As the pre-election season gains momentum, the late night political games continue to ramp up. In the latest round, Hillary Clinton has been confirmed to appear on Jimmy Kimmel Live! two weeks from now on November 5, reports Deadline.
The democratic presidential candidate has been working the television circuit, appearing on The Tonight Show last month, along with her much-talked-about appearance on the season premiere of Saturday Night Live. She appeared in a sketch playing a bartender consoling Kate McKinnon as Hillary Clinton, and the two dished about some of the biggest issues. It was all very meta.
However, this will mark the first time Clinton takes the hot seat with Kimmel.
Bernie Sanders also appeared on Kimmel during the show’s one-week run in Brooklyn this week. Donald Trump was scheduled to appear the night prior, but cancelled at the last minute, leaving Kimmel to fill an entire show with Jay Z, the other night’s guest. (Luckily, it all worked out perfectly, as the audience got to top off the night by walking the street with Kimmel and Jay Z, and attend the night’s concert at Barclays Center across the street.)
In addition to her upcoming appearance on Kimmel, Clinton is scheduled to appear on Late Night With Stephen Colbert next Tuesday, October 27, the night before the GOP debate on CNBC. Coincidentally, Clinton’s recent appearance on The Tonight Show — where she did a sketch with host Jimmy Fallon as Trump playing telephone — was lined up with CNN’s GOP debate the same night. Meanwhile Clinton’s husband, former President Bill Clinton and potential first man, appeared on Colbert’s show earlier this month.

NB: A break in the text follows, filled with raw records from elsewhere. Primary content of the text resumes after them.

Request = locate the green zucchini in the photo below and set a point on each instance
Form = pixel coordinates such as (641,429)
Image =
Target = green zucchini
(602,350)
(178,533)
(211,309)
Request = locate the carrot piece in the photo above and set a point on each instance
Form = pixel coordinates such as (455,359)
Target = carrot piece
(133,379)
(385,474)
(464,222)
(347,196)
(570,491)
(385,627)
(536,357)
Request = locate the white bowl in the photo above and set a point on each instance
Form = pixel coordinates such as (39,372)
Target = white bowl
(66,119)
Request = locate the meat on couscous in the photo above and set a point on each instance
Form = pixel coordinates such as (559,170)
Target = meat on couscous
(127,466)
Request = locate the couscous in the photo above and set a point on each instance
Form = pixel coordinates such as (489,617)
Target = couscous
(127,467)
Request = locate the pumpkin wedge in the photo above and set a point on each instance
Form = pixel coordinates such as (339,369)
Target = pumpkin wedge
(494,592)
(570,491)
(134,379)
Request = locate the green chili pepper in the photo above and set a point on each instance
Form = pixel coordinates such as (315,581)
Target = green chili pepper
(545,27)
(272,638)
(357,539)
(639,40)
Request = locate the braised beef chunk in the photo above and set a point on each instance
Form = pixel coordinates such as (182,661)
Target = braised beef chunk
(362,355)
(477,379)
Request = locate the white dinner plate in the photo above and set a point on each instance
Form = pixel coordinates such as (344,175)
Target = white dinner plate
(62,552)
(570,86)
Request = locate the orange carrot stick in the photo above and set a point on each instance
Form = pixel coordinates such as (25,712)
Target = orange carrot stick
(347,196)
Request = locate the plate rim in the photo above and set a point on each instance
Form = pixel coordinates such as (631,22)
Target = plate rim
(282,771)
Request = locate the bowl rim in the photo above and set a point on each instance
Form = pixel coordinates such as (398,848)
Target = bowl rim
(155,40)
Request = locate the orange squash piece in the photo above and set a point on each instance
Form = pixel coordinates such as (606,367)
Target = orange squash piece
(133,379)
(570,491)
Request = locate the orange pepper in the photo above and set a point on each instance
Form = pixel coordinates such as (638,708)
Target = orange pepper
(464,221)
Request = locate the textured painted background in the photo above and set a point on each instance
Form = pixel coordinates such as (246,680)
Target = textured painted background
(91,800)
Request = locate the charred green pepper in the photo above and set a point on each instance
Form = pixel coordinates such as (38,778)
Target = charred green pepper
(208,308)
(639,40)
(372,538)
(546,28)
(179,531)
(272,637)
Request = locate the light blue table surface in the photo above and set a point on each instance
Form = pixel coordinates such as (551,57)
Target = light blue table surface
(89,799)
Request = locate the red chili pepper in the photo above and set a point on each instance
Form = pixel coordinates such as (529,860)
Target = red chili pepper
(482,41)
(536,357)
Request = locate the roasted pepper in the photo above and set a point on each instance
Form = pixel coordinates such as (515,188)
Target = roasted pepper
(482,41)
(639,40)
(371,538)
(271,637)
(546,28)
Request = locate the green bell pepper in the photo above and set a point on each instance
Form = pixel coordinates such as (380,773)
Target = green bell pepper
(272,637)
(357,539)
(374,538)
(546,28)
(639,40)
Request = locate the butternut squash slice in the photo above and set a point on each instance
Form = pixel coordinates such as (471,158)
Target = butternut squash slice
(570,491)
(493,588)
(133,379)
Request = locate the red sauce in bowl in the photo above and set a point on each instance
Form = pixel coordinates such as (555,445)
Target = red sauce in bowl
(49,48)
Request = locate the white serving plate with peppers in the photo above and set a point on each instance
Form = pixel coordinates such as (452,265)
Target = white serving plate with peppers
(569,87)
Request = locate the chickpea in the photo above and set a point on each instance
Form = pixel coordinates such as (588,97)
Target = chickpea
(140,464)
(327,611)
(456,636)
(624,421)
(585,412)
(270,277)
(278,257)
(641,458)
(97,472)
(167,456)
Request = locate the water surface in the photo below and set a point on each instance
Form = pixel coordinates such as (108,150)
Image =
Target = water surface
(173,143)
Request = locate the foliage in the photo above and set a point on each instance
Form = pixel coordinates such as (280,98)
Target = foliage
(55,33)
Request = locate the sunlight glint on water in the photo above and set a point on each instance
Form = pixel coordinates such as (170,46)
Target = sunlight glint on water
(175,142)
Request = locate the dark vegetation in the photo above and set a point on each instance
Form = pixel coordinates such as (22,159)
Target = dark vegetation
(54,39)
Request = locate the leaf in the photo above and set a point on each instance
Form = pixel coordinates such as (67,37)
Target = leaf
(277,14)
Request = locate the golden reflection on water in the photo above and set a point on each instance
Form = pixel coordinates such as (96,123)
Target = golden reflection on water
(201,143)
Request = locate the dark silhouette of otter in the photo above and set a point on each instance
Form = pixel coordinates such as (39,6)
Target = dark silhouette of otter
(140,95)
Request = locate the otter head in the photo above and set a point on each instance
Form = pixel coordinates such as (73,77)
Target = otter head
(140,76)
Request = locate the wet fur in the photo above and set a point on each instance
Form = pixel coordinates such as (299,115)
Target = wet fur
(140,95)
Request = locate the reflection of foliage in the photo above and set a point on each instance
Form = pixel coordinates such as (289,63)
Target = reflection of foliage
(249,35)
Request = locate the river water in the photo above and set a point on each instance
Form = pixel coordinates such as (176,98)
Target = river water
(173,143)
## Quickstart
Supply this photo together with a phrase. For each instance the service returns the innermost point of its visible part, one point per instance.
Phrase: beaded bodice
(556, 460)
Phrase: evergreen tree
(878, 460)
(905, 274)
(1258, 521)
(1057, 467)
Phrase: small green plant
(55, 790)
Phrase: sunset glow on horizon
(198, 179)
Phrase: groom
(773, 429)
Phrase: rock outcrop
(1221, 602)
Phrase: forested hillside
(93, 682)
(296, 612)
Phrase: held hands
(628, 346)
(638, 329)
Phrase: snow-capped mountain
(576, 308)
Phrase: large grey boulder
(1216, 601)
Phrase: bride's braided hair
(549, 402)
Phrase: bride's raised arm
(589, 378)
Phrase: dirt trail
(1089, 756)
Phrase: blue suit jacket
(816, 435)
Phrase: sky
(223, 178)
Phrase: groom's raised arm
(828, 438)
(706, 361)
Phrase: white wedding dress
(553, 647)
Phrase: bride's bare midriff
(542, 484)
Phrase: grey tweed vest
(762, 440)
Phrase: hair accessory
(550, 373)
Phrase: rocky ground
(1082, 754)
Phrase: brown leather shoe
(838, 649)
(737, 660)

This carousel of talk show appearances by candidates is destined to continue (and likely increase) as the 2016 election comes within earshot. The late night landscape is a perfect spot for candidates to show their softer sides, appeal to a younger demographic, and discuss the real issues in a more casual setting. Several others have been sitting down with late night hosts, including Jeb Bush and Chris Christie, in their bids to win over the American public.